Fig. 3.Comparison of morphology and root characteristics between diploid (A) and tetraploid (B) of Codonopsis lanceolata.

Effect of Colchicine Concentration on Chromosome Doubling and plant regeneration of in vitro-cultured Codonopsis lanceolata explants

The effects of concentration and treatment duration of colchicine on plant regeneration and induction of tetraploid C. lanceolata are presented in Table 4. Although there was no consistent tendency in plant regeneration rates, according to the treatment duration, it was found that, when the concentration is high, the regeneration rate is low. A total of 126 individual plants were regenerated in the entire treatment groups, and in all concentration groups for 6 hours and longer. In particular, 5 individuals of tetraploid plant were obtained at the concentration of 0.05% with 6-hour treatment that showed higher rates (29.4%) of the number of tetraploid than other regenerated plants. However, regardless of the colchicine concentration, after 1-hour soaking treatment, no tetraploid plant was obtained.

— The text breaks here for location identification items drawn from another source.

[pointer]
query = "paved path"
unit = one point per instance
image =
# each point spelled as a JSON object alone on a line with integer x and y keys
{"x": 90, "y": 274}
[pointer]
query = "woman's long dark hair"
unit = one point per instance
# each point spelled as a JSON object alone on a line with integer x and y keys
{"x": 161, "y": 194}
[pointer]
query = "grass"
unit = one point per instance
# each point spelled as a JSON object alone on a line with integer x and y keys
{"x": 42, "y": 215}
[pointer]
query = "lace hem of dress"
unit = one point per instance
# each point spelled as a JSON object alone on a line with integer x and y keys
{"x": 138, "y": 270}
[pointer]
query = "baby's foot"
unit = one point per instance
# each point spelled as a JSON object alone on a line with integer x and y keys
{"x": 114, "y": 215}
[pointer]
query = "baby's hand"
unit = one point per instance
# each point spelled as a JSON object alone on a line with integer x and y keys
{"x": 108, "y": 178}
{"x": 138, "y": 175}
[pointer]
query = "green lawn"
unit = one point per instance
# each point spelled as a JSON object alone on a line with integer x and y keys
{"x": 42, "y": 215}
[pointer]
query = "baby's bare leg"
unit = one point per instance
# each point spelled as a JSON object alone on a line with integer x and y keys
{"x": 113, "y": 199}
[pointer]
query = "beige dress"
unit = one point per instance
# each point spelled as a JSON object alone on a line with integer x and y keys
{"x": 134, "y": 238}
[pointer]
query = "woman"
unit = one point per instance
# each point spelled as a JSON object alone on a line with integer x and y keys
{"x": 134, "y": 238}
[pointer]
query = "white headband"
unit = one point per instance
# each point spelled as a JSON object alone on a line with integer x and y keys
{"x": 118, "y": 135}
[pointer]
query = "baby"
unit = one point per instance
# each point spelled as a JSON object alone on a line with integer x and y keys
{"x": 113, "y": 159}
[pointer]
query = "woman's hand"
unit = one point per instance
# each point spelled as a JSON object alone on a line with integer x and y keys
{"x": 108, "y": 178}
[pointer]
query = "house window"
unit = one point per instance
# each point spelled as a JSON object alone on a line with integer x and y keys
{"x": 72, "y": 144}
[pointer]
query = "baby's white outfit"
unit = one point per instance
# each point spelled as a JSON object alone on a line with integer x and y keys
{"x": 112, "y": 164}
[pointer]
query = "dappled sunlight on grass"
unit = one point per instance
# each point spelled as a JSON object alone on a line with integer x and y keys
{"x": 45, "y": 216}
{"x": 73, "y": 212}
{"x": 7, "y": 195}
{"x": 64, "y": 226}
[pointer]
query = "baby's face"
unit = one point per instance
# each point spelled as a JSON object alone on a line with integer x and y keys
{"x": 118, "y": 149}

Table 4.Effect of colchicine on chromosome doubling and plant regeneration of Codonopsis lanceolata explants

Growth characteristics between in vitro-cultured diploid and tetraploid Codonopsis lanceolata

The comparison of formative characteristics between the diploid and tetraploid plants are presented in Table 5. As in the seed treatment result, the plant height of the diploid was significantly higher with 10.4 ㎝. As for the stem diameter, the tetraploid was thicker than the diploid. The leaf length and width of the tetraploid were 2.4 ㎝ and 2.1 ㎝ respectively, that was significantly thicker than those of the diploid. However, the numbers of leaves were similar regardless of polyploidy. Also, the leaf color of the tetraploid was darker than that of the diploid. The root length of the tetraploid was 10.1 ㎝, longer than the diploid, and the root was also thicker (Fig. 4).

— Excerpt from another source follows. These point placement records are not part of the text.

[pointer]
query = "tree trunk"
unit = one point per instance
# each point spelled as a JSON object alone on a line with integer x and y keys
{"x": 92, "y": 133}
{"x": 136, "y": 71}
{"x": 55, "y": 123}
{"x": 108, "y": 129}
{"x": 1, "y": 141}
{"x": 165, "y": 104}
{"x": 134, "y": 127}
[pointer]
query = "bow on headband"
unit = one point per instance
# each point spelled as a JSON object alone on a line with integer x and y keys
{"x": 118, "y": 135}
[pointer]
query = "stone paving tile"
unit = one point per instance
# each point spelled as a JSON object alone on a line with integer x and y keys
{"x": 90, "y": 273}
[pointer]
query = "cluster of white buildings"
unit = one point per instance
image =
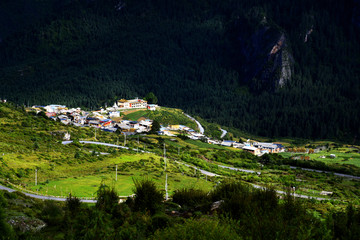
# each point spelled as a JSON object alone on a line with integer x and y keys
{"x": 256, "y": 148}
{"x": 103, "y": 118}
{"x": 134, "y": 104}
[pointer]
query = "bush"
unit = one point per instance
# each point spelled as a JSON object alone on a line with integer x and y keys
{"x": 190, "y": 198}
{"x": 52, "y": 213}
{"x": 207, "y": 229}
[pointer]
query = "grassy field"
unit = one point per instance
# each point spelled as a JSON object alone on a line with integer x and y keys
{"x": 343, "y": 156}
{"x": 87, "y": 186}
{"x": 134, "y": 116}
{"x": 83, "y": 179}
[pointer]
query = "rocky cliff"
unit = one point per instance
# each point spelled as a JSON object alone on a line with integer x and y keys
{"x": 265, "y": 60}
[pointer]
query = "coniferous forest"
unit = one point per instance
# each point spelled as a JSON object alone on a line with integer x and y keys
{"x": 270, "y": 68}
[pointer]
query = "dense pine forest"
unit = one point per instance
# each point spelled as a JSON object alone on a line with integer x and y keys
{"x": 269, "y": 68}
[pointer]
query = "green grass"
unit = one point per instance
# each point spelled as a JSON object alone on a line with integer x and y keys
{"x": 87, "y": 186}
{"x": 343, "y": 156}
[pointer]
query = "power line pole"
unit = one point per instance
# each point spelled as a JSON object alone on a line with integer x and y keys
{"x": 166, "y": 192}
{"x": 35, "y": 177}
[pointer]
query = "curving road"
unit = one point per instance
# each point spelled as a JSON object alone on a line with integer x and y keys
{"x": 201, "y": 129}
{"x": 105, "y": 144}
{"x": 239, "y": 169}
{"x": 44, "y": 197}
{"x": 321, "y": 171}
{"x": 207, "y": 173}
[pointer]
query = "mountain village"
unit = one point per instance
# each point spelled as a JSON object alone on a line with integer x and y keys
{"x": 109, "y": 119}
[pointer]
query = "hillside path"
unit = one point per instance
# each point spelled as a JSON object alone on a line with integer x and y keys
{"x": 201, "y": 129}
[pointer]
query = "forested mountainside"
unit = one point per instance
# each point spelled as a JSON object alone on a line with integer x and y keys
{"x": 270, "y": 68}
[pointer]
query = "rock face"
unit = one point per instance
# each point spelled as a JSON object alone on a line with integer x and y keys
{"x": 266, "y": 60}
{"x": 356, "y": 13}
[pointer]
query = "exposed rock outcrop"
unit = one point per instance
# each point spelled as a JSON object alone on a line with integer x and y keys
{"x": 266, "y": 60}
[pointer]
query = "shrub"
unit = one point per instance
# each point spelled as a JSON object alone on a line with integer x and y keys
{"x": 52, "y": 213}
{"x": 207, "y": 229}
{"x": 190, "y": 198}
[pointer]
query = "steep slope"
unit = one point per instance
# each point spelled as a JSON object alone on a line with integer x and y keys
{"x": 242, "y": 64}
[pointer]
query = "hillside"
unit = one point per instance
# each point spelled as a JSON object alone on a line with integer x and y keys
{"x": 205, "y": 183}
{"x": 285, "y": 69}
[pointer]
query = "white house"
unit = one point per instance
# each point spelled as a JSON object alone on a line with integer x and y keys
{"x": 152, "y": 107}
{"x": 252, "y": 150}
{"x": 133, "y": 103}
{"x": 114, "y": 114}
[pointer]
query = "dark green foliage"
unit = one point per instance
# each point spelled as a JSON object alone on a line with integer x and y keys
{"x": 346, "y": 224}
{"x": 262, "y": 217}
{"x": 194, "y": 55}
{"x": 151, "y": 98}
{"x": 6, "y": 231}
{"x": 160, "y": 221}
{"x": 52, "y": 213}
{"x": 191, "y": 198}
{"x": 147, "y": 196}
{"x": 73, "y": 205}
{"x": 206, "y": 229}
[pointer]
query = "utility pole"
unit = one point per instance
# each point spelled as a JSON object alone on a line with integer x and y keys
{"x": 36, "y": 177}
{"x": 166, "y": 192}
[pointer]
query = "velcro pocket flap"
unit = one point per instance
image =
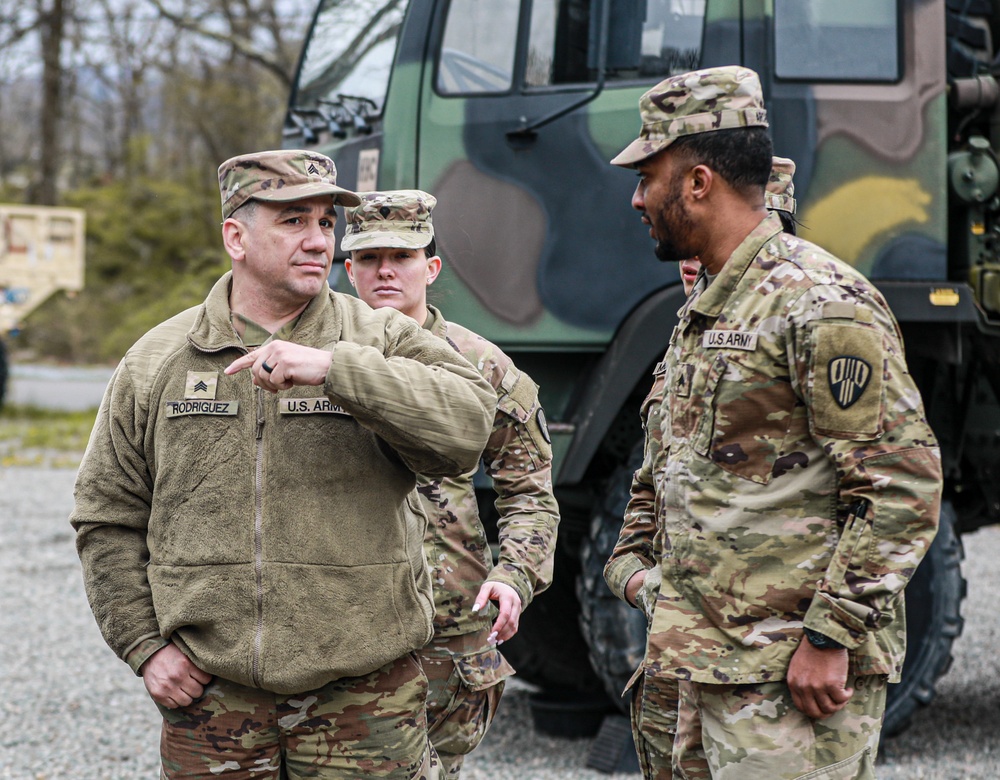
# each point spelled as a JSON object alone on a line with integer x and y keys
{"x": 518, "y": 395}
{"x": 483, "y": 668}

Table 5.zValues followed by common letters in the same column are not significantly different (P=0.05, Duncan’s multiple range test).

Fig. 4.Comparison of morphological characteristics between in vitro cultured diploid (A) and tetraploid (B) of Codonopsis lanceolata.

This study suggests that in seed treatment using colchicine, the 6 hour 0.05% and 0.5% treatment groups induced 3 and 1 tetraploid individuals respectively, at a low, 2.2%, rate. However, colchicine treatment of the in vitro culture showed a high tetraploid induction rate (11.1%) than seed treatment (Table 4). This is similar to a research investigation on tetraploid induction of Prunella vulgaris for. albiflora, in which soaking treatment of explants obtained from in vitro culture induced 9.6 times as many tetraploid plant bodies as seed treatment using colchicine (Kwon et al., 2015).

This study concluded that C. lanceolata is more effective to apply in vitro cultured colchicine treated explants, which has active cell division, than directly to seeds, in order to induce tetraploid plant bodies, and it can be used as an effective method for breeding tetraploid of C. lanceolata.